The poet revolutionary
Stories of the proverbial poet at the fore of the revolution are common, and in many cases these poets, at least according to legend, are even the ones who start them. Attila Gérecz belongs among those who not only encouraged the people in their struggle against the enemy, but he also participated in the battles after having spent much time in a communist prison.
The life path of this poet from an intellectual background encapsulates communism’s reign of terror in a single person. Despite being an excellent student, his father’s well-to-do middle class background meant that he was not admitted to any university, and consequently he trained to be a machinist. Additionally, in 1949, Gérecz became a member of the national pentathlon team, and was such a good marksman that he frequently defeated his teammate who would go on to be an Olympic and World Champion.
Despite excelling in sports, in his case this was oddly not enough to escape trumped-up charges against him, as opposed to other excellent athletes who were so important to the authorities that they were even occasionally released from prison to compete. Gérecz was falsely charged with conspiring against the one-party state, which at the time was considered a heinous crime, and the paranoid communist state frequently used this charge to liquidate its political enemies. For this reason, on December 8, 1950, he was arrested and sentenced to 15 years in prison. The situation was so serious that four of his fellow accused were sentenced to death, three of them later executed. Gérecz continued to write poetry during his time in prison, as well as to translate works of German, English and French poets. After 1953 the situation in the prison relaxed somewhat, and he was able to form a literary circle, with the participants able to read the poems they had written onto toilet paper to each other. A collection of these poems was later published in the West.

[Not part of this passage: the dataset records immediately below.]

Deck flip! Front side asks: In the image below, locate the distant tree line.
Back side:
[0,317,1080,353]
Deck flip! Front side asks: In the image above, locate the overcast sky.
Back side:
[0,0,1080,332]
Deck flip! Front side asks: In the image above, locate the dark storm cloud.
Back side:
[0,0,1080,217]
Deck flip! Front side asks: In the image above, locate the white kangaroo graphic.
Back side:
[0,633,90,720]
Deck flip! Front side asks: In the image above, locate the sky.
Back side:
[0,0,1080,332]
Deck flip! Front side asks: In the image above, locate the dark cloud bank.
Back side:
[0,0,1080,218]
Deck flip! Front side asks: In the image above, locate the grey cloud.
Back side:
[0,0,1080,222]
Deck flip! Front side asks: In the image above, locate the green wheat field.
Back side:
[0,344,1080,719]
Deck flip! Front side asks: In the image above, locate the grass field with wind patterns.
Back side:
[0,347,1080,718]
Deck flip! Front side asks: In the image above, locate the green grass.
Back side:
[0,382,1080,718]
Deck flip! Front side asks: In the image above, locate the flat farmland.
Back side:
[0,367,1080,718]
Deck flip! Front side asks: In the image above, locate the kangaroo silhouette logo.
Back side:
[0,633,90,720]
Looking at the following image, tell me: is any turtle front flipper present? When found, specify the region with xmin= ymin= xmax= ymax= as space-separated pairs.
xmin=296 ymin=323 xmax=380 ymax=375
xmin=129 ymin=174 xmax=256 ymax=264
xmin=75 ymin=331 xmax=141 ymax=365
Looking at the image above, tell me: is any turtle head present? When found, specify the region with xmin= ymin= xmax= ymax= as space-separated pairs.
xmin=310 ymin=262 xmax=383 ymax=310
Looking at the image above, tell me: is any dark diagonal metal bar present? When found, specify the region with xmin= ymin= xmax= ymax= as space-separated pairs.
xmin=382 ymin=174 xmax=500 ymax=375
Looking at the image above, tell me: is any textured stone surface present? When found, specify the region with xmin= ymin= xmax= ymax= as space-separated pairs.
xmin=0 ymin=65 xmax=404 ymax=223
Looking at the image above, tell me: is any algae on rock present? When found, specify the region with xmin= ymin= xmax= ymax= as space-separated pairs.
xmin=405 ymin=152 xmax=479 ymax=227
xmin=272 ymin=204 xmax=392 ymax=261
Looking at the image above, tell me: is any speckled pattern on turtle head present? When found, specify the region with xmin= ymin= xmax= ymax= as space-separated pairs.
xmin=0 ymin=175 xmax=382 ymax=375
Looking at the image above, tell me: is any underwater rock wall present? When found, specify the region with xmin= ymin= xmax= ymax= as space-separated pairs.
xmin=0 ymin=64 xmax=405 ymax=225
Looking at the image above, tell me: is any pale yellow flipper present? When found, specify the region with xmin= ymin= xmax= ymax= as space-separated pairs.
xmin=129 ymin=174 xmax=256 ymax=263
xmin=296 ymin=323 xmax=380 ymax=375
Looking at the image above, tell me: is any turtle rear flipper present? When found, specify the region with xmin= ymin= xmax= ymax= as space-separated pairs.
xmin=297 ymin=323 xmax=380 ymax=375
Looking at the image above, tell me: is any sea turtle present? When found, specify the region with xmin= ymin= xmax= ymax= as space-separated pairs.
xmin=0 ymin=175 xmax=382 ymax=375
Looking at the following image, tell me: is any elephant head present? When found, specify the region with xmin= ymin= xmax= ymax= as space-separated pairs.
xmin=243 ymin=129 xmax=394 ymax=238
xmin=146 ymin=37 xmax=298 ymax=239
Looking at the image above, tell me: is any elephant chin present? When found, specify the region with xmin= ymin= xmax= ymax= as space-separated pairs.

On July 18, 1954, Gérecz escaped prison by throwing himself into the flooded Danube, but three days later an informer betrayed him. He was captured and placed in isolation. The revolutionaries freed him from prison on October 30, 1956, and he joined the fight against the Soviets on November 4th. During the first few days he even managed to knock out two tanks. His third attempt ended in tragedy, however, when a round fired from a T-34 tank struck and killed him.
Gérecz’s memory was loyally preserved by the revolutionaries, and from 1957 Hungarian immigrants living in the West published his poems in the journal Nemzetőr. The poet’s works were published for the first time in Hungary in 1991. His poems handwritten in prison have been published several times since, and his memory is also preserved through the Attila Gérecz youth pentathlon competition.